1/ Cómo Trump mueve las fichas de Colombia: Nada es improvisado. Cada pausa, cada amenaza y cada tuit son parte de una arquitectura invisible de poder. Trump no negocia con palabras: negocia con correlaciones de fuerza.
2/ La decisión de posponer los aranceles a Colombia no fue un gesto de buena voluntad.
Fue un gambito de largo alcance que combina economía, geopolítica y psicología electoral. Un movimiento calculado: presionar sin disparar.
3/ En Washington, la inteligencia converge en un diagnóstico que ya nadie disimula:
El eje Maduro–Petro funciona como una red binacional de poder criminal.
Maduro, el capo visible.
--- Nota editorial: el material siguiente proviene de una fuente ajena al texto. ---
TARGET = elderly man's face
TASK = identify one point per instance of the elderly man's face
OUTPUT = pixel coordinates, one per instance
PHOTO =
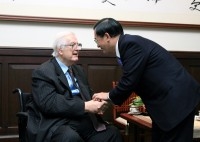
(69, 54)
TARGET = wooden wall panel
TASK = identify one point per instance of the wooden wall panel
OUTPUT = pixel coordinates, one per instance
(16, 67)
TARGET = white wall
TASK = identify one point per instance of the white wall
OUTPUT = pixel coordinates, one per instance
(41, 35)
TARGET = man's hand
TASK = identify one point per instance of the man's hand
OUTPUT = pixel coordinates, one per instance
(98, 107)
(101, 96)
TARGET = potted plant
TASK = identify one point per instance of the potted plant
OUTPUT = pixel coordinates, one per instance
(136, 105)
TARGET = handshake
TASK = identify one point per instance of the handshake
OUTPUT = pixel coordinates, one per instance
(99, 103)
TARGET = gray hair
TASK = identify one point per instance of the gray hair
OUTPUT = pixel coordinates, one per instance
(61, 39)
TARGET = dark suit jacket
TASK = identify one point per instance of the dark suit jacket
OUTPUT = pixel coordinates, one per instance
(53, 104)
(166, 88)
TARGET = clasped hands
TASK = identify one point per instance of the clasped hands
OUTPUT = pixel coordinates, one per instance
(98, 104)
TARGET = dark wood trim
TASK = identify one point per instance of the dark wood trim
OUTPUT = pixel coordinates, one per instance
(92, 22)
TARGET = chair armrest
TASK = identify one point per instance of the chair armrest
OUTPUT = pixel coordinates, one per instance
(22, 114)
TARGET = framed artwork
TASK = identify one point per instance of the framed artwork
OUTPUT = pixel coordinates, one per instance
(157, 13)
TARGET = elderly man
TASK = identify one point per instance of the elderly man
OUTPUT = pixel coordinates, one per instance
(62, 109)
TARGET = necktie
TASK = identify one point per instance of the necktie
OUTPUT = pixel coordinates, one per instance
(97, 125)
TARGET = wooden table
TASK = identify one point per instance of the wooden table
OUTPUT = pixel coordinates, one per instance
(140, 128)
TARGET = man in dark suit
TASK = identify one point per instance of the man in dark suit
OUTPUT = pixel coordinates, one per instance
(169, 92)
(62, 109)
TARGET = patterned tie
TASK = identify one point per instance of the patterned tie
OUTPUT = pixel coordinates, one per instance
(97, 125)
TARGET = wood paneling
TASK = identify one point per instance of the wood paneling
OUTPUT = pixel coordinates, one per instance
(16, 67)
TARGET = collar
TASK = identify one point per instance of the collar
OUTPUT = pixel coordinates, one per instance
(62, 65)
(117, 50)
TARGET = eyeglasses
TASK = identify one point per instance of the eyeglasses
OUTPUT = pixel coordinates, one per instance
(95, 40)
(74, 45)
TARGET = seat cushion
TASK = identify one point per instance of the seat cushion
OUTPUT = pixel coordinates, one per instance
(121, 120)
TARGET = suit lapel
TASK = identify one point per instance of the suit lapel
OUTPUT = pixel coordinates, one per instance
(82, 87)
(60, 74)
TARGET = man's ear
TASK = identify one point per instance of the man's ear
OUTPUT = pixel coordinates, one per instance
(60, 51)
(107, 35)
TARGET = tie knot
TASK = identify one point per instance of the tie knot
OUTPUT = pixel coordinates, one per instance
(70, 69)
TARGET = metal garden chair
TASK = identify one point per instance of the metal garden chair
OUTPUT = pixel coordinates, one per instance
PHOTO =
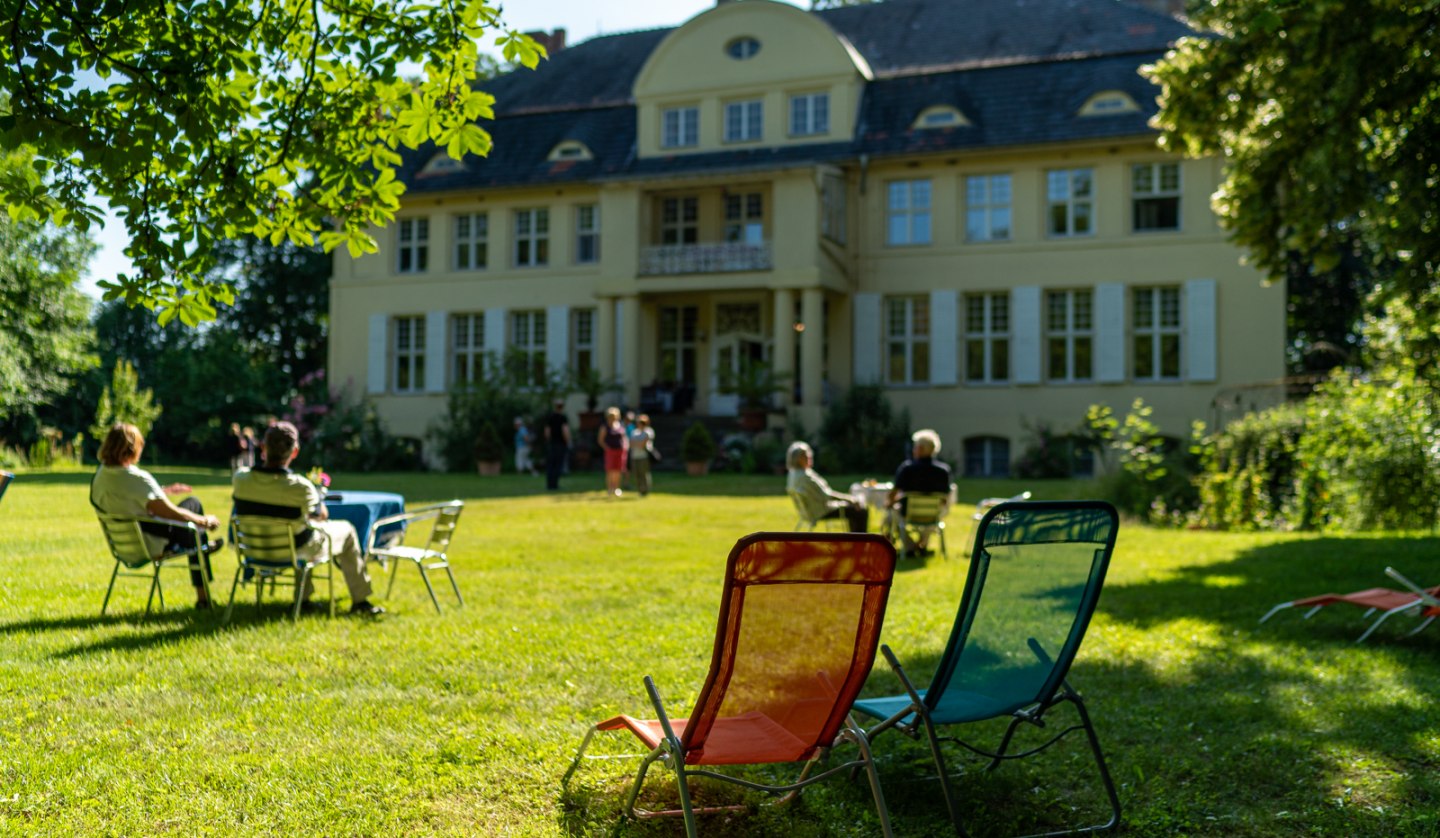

Petro, el socio ideológico que desmanteló la cooperación antidrogas.
4/ Por eso Trump actúa bajo la lógica de la seguridad nacional, no la diplomacia.
Mientras la CIA opera en el Caribe, el Tesoro de EE.UU. afina sanciones que van más allá de Maduro.
La pregunta no es si Petro será sancionado, sino cuándo y con qué intensidad.
5/ El movimiento más peligroso no es el golpe, sino el silencio previo.
Trump no impone aranceles ahora porque sabe que eso generaría un reflejo nacionalista que uniría a la izquierda.
Prefiere dejar la espada colgando sobre la economía colombiana.
6/ Al posponer los aranceles, Washington da oxígeno, pero envenena el ambiente electoral.
Iván Cepeda, heredero de Petro, queda forzado a distanciarse del presidente para sobrevivir políticamente.
La pausa es una trampa: divide antes de atacar.
7/ Mientras tanto, la derecha colombiana, con más de 10 precandidatos, se fragmenta entre egos y ansiedad.
Trump observa.Cada división revela las fisuras del sistema político. Y en el tablero global, el que se dispersa, pierde.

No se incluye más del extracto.